3 Ways to Help Onboard New Developers to a Project

With long-term software development projects, and even sometimes short ones, it’s inevitable that new developers will join your project. Diving into a large ongoing software project can be overwhelming, particularly for less experienced developers. New team members are often subject to the “firehose” of information. That includes understanding who the client is, what their needs are, and the background of the technical choices we have made up to this point. It also includes the architecture and design patterns important to the project. All of it is a lot to take in. Let’s look at ways to onboard new developers to a software project and make it less painful.

The Tour

First, introduce the technical documentation, including README files, architecture diagrams, API documentation, and onboarding guides. Next, help set up the new developers’ local environment. This involves installing the necessary software, configuring the development environment, and ensuring they can access the necessary repositories, tools, and dependencies. A well-prepared local environment is crucial for new developers to start working on the project effectively.

Now, we can start at the top and review the high-level architecture. Diagrams help visualize the architecture, which may include databases, external integrations, and critical workflows. This is an excellent time to provide context about the project, including its purpose, goals, and key stakeholders. This context is not only important for understanding the project but also for fostering a sense of belonging and shared purpose among the team members.

Next, we can start to walk through some of the code. Explore how the repositories are structured, identify core modules and their responsibilities, and locate configuration files. It’s helpful to walk through some sample workflows by looking at how to navigate the code and identify coding standards and practices for the project.

Bugs and Small Stories

Assigning bugs and small user stories is a practical way to onboard new developers onto a new software project. For instance, a bug could be a minor issue in the user interface that needs to be fixed, or a small user story could involve adding a new feature to the project. This provides a gradual learning curve with a manageable scope and helps prevent feelings of overwhelm. It provides hands-on practice while allowing them to feel like they are making meaningful contributions early on, helping to boost their confidence and provide a sense of ownership. It also exposes them to project processes like testing and creating pull requests.


Pairing a new developer with an experienced team member is a powerful strategy in the onboarding process. It creates a supportive learning environment that accelerates onboarding, enhances understanding, and fosters team bonding. This approach provides the opportunity for immediate feedback, helping new developers correct mistakes and adopt best practices quickly. It also encourages the knowledge-sharing and collaboration essential for building a strong and cohesive team.

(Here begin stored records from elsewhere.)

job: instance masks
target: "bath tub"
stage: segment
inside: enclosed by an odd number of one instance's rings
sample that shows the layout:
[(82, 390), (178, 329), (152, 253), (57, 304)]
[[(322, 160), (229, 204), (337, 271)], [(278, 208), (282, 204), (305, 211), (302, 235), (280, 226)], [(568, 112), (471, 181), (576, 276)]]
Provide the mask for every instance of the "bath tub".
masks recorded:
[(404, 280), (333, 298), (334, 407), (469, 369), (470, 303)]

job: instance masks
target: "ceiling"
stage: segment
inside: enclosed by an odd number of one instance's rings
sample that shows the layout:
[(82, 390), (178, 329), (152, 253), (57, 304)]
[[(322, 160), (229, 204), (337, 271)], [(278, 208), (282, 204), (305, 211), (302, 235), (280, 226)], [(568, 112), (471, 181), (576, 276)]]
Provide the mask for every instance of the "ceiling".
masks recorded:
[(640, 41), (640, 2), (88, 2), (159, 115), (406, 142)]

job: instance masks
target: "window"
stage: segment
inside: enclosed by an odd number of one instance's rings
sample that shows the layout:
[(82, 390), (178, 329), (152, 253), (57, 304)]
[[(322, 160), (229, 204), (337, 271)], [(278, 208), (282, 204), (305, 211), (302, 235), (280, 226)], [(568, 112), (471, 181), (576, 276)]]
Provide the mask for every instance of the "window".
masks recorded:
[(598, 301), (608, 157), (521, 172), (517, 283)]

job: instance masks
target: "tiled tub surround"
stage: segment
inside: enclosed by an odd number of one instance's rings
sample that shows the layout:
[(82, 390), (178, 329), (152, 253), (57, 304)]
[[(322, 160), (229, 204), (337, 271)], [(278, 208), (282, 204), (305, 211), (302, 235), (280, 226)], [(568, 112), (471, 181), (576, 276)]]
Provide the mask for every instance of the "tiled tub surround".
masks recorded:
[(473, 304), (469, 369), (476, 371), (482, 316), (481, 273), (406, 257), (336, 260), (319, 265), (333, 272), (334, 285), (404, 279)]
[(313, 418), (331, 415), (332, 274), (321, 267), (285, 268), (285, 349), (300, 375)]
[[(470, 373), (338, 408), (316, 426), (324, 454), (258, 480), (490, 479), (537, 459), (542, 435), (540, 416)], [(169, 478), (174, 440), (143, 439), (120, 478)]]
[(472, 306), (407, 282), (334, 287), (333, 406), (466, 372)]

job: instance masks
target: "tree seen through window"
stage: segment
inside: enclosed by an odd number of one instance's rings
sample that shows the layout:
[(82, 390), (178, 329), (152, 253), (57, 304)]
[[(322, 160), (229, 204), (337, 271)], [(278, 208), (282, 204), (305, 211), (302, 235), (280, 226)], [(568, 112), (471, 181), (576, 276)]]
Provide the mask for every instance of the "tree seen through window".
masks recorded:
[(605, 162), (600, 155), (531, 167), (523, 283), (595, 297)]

Onboarding New Developers with Ease

Onboarding a new developer onto a software project can be daunting, but leveraging these strategies can significantly ease the process. These methods provide a supportive, collaborative learning environment that accelerates the new developer’s understanding of the code base, tools, and development practices. A well-structured onboarding process ultimately benefits the entire project, leading to higher-quality code and more efficient development cycles. Investing time and resources into thoughtful onboarding pays off in building a stronger, more capable team ready to tackle any challenge.